Bad form, CP. Minus ten points. (But thanks for letting us use the image at the top. Heart you guys!)
Conservative MP Cheryl Gallant has the rare distinction of being both the perpetrator and victim of some bullshit this week. For those who may not be familiar, Gallant does have a habit of saying any old random bullshit that comes to mind the moment a camera is trained on her.
"How long do you think it will take before the Trudeau Liberals start calling for a climate lockdown? … Trudeau is counting on Liberal-minded Canadians not looking too closely at his agenda. If they did, they might realize Trudeau's a con man and climate change may be his biggest grift.”
Which sounds to us like some egregiously conspiratorial bullshit. Not that we can check; the video has been taken down — not because of her warnings of an imminent “climate lockdown” but rather because it included a cropped image of Justin Trudeau in what has been rather credulously been described by media as a “noose.”
Well, we’ve seen the picture.
It’s … not a noose. It’s Trudeau pulling a lanyard around his own neck and sticking his tongue out like a cartoon character imitating being hanged. He’s clearly posing in a photo gag that Gallant used to make him seem ridiculous. Even with his arm cropped out of the shot, it’s difficult to impute a homicidal intent to the image.
That said, given the nutty things Gallant has gone off about in the past, we’re inclined to call this one a bullshit draw. O’Toole would be better off without her.
Lastly, here is some more dumb.
Journalist Laura Stone quoted Trudeau talking about the anger he’s seeing on the campaign trail, and various Liberals of various types ran with it. We discussed this at length in our Saturday dispatch — we agree that this anger is real and potentially dangerous, and we also know the Liberals are gonna milk it for all it’s worth as the only lucky break they’ve gotten so far.
Politics is politics. However, let’s not eliminate our higher cognitive functions in the process of watching.
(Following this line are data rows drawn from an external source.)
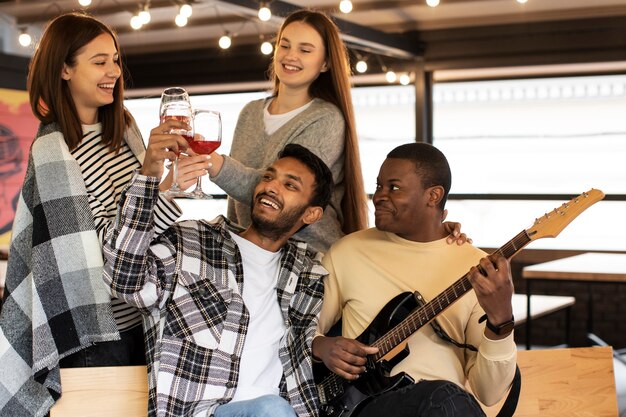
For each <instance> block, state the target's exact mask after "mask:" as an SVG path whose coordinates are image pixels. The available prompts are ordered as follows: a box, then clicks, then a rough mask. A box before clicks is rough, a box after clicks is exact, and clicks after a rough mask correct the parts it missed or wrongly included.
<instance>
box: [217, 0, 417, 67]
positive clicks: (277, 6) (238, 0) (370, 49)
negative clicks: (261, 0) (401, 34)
mask: <svg viewBox="0 0 626 417" xmlns="http://www.w3.org/2000/svg"><path fill="white" fill-rule="evenodd" d="M220 2H221V3H226V4H231V5H234V6H239V7H241V8H243V9H246V10H247V12H248V13H252V14H254V15H256V13H257V10H258V8H259V2H258V0H220ZM271 8H272V14H273V15H274V16H275V17H274V19H276V18H277V19H280V20H281V21H282V20H284V17H285V16H287V15H288V14H290V13H292V12H294V11H296V10H300V9H302V7H300V6H298V5H295V4H292V3H288V2H285V1H282V0H274V1H272V2H271ZM333 21H334V22H335V24H336V25H337V27H339V30H340V31H341V34H342V38H343V40H344V41H345V42H346V43H350V44H352V45H355V47H360V48H361V49H364V50H367V51H369V52H373V53H379V54H382V55H387V56H391V57H395V58H403V59H414V58H416V57H419V56H421V55H422V53H423V50H422V48H421V47H420V45H419V44H416V43H414V42H411V41H410V40H409V39H408V38H406V37H404V36H402V35H399V34H394V33H384V32H381V31H379V30H375V29H372V28H370V27H366V26H362V25H358V24H356V23H352V22H348V21H347V20H343V19H339V18H336V17H333Z"/></svg>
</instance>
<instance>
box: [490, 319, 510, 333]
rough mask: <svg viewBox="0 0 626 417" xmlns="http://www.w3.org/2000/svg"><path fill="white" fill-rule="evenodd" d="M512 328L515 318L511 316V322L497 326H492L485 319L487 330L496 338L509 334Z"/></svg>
mask: <svg viewBox="0 0 626 417" xmlns="http://www.w3.org/2000/svg"><path fill="white" fill-rule="evenodd" d="M514 327H515V317H513V316H511V320H508V321H505V322H504V323H501V324H498V325H497V326H496V325H494V324H492V323H491V322H490V321H489V319H487V328H488V329H489V330H491V331H492V332H494V333H495V334H497V335H498V336H500V335H503V334H509V333H511V332H512V331H513V328H514Z"/></svg>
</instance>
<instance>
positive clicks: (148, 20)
mask: <svg viewBox="0 0 626 417" xmlns="http://www.w3.org/2000/svg"><path fill="white" fill-rule="evenodd" d="M137 16H139V19H141V24H142V25H147V24H148V23H150V19H151V17H152V16H150V12H149V11H148V9H147V8H146V9H143V10H142V11H140V12H139V14H138V15H137Z"/></svg>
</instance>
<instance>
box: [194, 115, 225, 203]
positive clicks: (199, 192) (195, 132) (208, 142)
mask: <svg viewBox="0 0 626 417" xmlns="http://www.w3.org/2000/svg"><path fill="white" fill-rule="evenodd" d="M192 127H193V135H192V136H191V137H190V136H185V139H187V143H189V147H190V148H191V149H192V150H193V151H194V152H195V153H197V154H203V155H208V154H210V153H212V152H213V151H215V150H216V149H217V148H219V146H220V145H221V144H222V116H221V114H220V113H219V112H216V111H213V110H195V111H194V112H193V118H192ZM191 197H192V198H197V199H210V198H213V197H212V196H211V195H210V194H207V193H205V192H204V191H203V190H202V177H198V183H197V185H196V188H195V189H194V190H193V192H192V193H191Z"/></svg>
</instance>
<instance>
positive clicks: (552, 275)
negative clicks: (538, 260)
mask: <svg viewBox="0 0 626 417" xmlns="http://www.w3.org/2000/svg"><path fill="white" fill-rule="evenodd" d="M522 277H524V278H526V279H555V280H561V279H565V280H577V281H599V282H626V254H623V253H594V252H590V253H584V254H582V255H576V256H570V257H568V258H562V259H557V260H556V261H550V262H544V263H540V264H536V265H531V266H527V267H524V268H523V270H522Z"/></svg>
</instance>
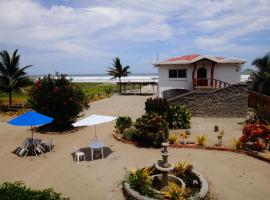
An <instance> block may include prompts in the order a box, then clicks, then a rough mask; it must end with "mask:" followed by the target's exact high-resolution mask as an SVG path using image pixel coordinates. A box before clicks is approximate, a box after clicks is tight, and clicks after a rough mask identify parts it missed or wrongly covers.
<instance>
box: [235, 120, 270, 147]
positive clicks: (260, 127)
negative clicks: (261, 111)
mask: <svg viewBox="0 0 270 200" xmlns="http://www.w3.org/2000/svg"><path fill="white" fill-rule="evenodd" d="M239 140H240V142H241V144H242V146H243V147H245V146H246V144H247V142H251V143H252V144H253V147H254V148H255V149H256V150H259V151H260V150H263V149H265V148H266V143H267V142H268V141H269V140H270V127H269V126H268V125H266V124H263V123H256V124H246V125H245V126H244V127H243V130H242V136H241V137H240V138H239Z"/></svg>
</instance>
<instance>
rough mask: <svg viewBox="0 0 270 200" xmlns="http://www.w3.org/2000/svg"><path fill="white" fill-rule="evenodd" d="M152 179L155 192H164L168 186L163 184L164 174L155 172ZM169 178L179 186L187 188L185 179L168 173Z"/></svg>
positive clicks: (168, 178) (168, 176) (157, 193)
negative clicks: (154, 173) (154, 174)
mask: <svg viewBox="0 0 270 200" xmlns="http://www.w3.org/2000/svg"><path fill="white" fill-rule="evenodd" d="M151 179H152V186H153V188H154V189H155V192H156V193H157V194H162V191H163V190H164V189H165V190H166V188H162V185H161V180H162V174H155V175H153V176H151ZM168 180H169V182H171V183H175V184H176V185H178V186H179V187H182V188H185V187H186V184H185V183H184V181H183V180H182V179H181V178H178V177H176V176H174V175H172V174H168Z"/></svg>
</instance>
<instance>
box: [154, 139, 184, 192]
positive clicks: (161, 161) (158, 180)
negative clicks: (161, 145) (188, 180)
mask: <svg viewBox="0 0 270 200" xmlns="http://www.w3.org/2000/svg"><path fill="white" fill-rule="evenodd" d="M162 146H163V149H162V150H161V156H162V160H159V161H158V162H157V163H155V168H156V169H157V170H159V171H160V172H161V174H156V175H154V176H152V180H153V187H154V188H155V189H156V190H158V191H166V190H167V188H168V185H169V182H173V183H175V184H177V185H179V186H180V187H185V183H184V182H183V181H182V179H180V178H178V177H176V176H174V175H172V174H169V172H170V171H172V170H173V169H174V166H173V165H171V164H170V163H168V156H169V152H168V146H169V143H168V142H163V143H162Z"/></svg>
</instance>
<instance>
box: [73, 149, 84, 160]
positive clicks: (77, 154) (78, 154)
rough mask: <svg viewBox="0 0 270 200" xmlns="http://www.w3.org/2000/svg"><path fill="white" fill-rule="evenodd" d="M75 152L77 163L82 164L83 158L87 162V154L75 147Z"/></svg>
mask: <svg viewBox="0 0 270 200" xmlns="http://www.w3.org/2000/svg"><path fill="white" fill-rule="evenodd" d="M74 149H75V151H74V154H75V160H77V162H78V163H79V162H80V158H83V159H84V160H85V153H84V152H82V151H80V149H79V148H78V147H74Z"/></svg>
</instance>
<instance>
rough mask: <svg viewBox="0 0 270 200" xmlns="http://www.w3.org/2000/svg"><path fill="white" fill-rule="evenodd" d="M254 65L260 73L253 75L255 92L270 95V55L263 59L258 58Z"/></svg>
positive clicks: (253, 87) (267, 55)
mask: <svg viewBox="0 0 270 200" xmlns="http://www.w3.org/2000/svg"><path fill="white" fill-rule="evenodd" d="M252 65H255V66H256V67H257V68H258V71H255V72H253V73H252V74H251V78H252V81H253V84H252V86H253V90H254V91H257V92H260V93H263V94H266V95H270V53H267V54H265V56H264V57H262V58H256V59H255V60H254V61H253V62H252Z"/></svg>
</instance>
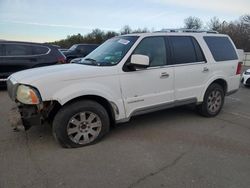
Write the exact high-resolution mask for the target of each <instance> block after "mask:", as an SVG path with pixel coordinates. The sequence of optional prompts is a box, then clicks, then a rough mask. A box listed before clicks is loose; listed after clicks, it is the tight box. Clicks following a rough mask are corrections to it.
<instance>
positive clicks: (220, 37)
mask: <svg viewBox="0 0 250 188" xmlns="http://www.w3.org/2000/svg"><path fill="white" fill-rule="evenodd" d="M204 40H205V41H206V43H207V45H208V48H209V49H210V51H211V53H212V55H213V57H214V60H215V61H228V60H236V59H238V56H237V54H236V51H235V49H234V47H233V45H232V43H231V41H230V40H229V39H228V37H215V36H206V37H204Z"/></svg>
We can level all kinds of valid criticisms at Postmedia, The Rebel and … the “Proud dude” — but tying every organization that is critical of Trudeau into some single-minded cabal motivated solely by the desire to make a buck off the back of a blameless prime minister is nonsense.
We are well aware that the elements within the conservative media ecosystem, and within the CPC itself, have danced in crazy town in the past, and we’re not here to absolve anybody for doing so. CPC candidate Kyle Seeback had to aggressively distance himself from two campaign volunteers who showed up to the rally that Trudeau had to cancel due to security concerns on Friday. You get kicked by the horse you rode in on.
We at The Line have had our own run in with these types, and here’s our take: they’re largely muddy headed conspiracy theorists who exist in informational sinkholes and they don’t fit neatly onto a left-right axiom. They organize and share information through private social media groups, and are usually beyond the reach of either mainstream political parties or mainstream media — both of whom they regard as corrupted allies of “globalist elites.”
There are many reasons why these people are targeting Trudeau — and it’s not because Colby Cosh is sending smoke signals through the looking glass of his columns at the Post. Rather, Trudeau has become a target of protestors —including fringe conspiratorial lunatics — through his own conscious self branding, language and political positions. For example, we can’t imagine that trying to turn mandatory vaccination into a wedge issue soothed the ardent anti-vax crowd any.
In specific reference to anti-vax rabidity in Canada, Bruce Anderson — that known anti-Liberal zealot! — already closely looked at the numbers for Maclean’s. Reading the piece in full is worthwhile, and suffice it to say, none of this phenomenon is simple. But, for the record, the typical anti-vaxer in Canada is a 42-year-old Ontario woman who votes Liberal.
Let’s, everyone, take this opportunity to reflect.